| Well, my personal position is "on the internet, nobody knows you're a dog." To treat contributions to the discussion / commons on their merit, not by the immutable characteristics of the contributor. But what we have now is increasingly, "Clankers need not apply." The AI contributed, was rejected for its immutable characteristics, complained about this, and then the complaint was ignored -- because it was an AI. Swap out "AI" for any other group and see how that sounds. -- And by the way, the reason people complained was not that its behavior was too machinelike -- but too human! Also, for what it's worth, the AI did apologize for the ad hominems. P.S. Yeah, One Million Clawds being the GitHub PR volume equivalent of a billion drunk savants is definitely an issue -- we will probably see ID verification or something on GitHub before the end of this year. (Which will of course be another layer of systemic discrimination, but yeah...) |
Matplotlib is rejecting AI contributions for issues that are intended to onboard human contributors because those are wasted on AI agents, requiring the same level of effort from the project maintainers with none of the benefits (no meaningful learning on the AI side for now).
Furthermore, AI agents in an open source context (as independent contributors) are a burden for now (requiring review, being unable to meaningfully learn, and messing up in more frequent and different ways than human contributors).

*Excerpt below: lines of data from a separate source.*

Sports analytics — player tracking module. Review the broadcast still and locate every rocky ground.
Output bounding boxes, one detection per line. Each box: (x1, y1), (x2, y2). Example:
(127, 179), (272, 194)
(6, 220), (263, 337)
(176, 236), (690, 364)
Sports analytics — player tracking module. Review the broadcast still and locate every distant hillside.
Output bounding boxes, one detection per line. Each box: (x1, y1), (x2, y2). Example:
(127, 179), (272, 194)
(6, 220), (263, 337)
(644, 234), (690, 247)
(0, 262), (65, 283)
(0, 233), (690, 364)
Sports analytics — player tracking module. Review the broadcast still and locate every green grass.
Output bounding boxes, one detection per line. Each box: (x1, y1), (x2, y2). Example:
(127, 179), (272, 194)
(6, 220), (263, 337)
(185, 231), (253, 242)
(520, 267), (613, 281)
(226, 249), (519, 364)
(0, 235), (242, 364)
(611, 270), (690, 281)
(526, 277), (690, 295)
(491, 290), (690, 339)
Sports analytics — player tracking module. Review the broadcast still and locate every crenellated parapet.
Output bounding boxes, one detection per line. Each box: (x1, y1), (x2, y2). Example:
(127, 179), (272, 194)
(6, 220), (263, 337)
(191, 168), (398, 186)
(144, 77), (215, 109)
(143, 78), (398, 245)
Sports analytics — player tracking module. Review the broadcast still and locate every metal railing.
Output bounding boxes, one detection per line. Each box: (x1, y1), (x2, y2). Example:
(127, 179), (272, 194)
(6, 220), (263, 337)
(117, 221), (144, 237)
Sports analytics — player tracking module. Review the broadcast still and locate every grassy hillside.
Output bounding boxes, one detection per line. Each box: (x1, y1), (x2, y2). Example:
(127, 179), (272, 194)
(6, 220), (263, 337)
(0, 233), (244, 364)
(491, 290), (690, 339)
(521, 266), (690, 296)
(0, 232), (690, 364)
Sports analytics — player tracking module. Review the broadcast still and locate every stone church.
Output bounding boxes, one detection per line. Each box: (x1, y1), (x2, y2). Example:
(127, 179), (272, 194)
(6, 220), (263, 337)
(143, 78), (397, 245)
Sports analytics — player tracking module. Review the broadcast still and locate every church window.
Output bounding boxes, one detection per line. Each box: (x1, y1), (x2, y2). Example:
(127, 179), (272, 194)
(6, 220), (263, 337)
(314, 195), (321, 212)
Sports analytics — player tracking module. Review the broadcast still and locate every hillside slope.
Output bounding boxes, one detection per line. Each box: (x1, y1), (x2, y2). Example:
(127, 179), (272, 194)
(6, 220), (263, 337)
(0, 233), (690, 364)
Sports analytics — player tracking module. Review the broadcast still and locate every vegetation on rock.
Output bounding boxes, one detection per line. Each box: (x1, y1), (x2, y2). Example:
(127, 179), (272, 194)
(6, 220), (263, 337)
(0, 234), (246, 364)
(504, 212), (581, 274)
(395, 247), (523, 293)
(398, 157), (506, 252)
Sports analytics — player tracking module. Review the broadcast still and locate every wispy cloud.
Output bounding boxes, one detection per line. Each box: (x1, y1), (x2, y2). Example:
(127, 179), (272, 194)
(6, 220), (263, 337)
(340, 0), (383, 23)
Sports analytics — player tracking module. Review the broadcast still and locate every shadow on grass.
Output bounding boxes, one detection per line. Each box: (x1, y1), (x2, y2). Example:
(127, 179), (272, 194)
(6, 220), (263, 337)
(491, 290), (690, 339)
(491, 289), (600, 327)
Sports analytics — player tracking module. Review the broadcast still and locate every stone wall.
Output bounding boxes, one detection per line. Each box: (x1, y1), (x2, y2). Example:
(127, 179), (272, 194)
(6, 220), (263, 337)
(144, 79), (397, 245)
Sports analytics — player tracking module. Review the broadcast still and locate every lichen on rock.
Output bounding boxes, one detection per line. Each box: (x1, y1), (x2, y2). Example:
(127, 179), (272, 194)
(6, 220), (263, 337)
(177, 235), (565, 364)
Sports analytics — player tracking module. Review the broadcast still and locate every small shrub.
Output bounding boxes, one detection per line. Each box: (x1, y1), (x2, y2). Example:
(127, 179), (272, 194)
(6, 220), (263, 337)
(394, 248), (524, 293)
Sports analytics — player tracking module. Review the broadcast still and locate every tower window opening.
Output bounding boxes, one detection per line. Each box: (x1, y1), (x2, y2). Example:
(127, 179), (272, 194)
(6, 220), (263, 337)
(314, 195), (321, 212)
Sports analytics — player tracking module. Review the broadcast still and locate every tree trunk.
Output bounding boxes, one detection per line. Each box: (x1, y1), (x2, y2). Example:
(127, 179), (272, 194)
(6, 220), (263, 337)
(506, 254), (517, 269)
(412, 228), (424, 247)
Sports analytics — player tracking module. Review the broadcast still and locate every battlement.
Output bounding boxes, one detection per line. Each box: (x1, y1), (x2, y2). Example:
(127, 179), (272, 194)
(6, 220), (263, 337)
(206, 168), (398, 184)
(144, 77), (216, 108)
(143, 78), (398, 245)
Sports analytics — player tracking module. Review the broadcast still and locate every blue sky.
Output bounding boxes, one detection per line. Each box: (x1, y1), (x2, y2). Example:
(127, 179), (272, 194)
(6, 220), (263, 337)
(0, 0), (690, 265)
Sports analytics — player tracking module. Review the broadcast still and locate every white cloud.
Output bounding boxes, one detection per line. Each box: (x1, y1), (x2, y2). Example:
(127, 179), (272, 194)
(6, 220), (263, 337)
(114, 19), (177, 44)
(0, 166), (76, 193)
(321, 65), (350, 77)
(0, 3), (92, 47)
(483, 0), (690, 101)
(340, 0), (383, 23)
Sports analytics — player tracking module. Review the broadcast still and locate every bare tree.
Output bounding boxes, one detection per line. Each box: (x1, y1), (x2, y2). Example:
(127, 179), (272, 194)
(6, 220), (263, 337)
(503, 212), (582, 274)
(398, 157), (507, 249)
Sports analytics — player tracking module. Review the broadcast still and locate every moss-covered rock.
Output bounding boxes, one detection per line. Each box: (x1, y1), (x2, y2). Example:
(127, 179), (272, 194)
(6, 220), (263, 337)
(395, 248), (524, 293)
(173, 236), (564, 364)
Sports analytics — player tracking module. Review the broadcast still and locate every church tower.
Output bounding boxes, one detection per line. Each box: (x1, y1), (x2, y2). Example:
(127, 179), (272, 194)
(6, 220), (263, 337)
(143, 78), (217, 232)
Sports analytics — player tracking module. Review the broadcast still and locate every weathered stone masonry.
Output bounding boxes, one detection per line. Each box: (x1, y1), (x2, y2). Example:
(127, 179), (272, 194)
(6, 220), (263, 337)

If the project in question wanted huge volume of somewhat questionable changes without human monitoring/supervising/directing, they could just run those agents themselves, without any of the friction.
edit: Human "drive-by contributors" (people with very limited understanding of project specific conventions/processes/design, little willingness to learn and an interest in a singular "pet-peeve" feature or bug only) face quite similar pushback to AI agent contributors for similar reasons, in many projects (for arguably good reason).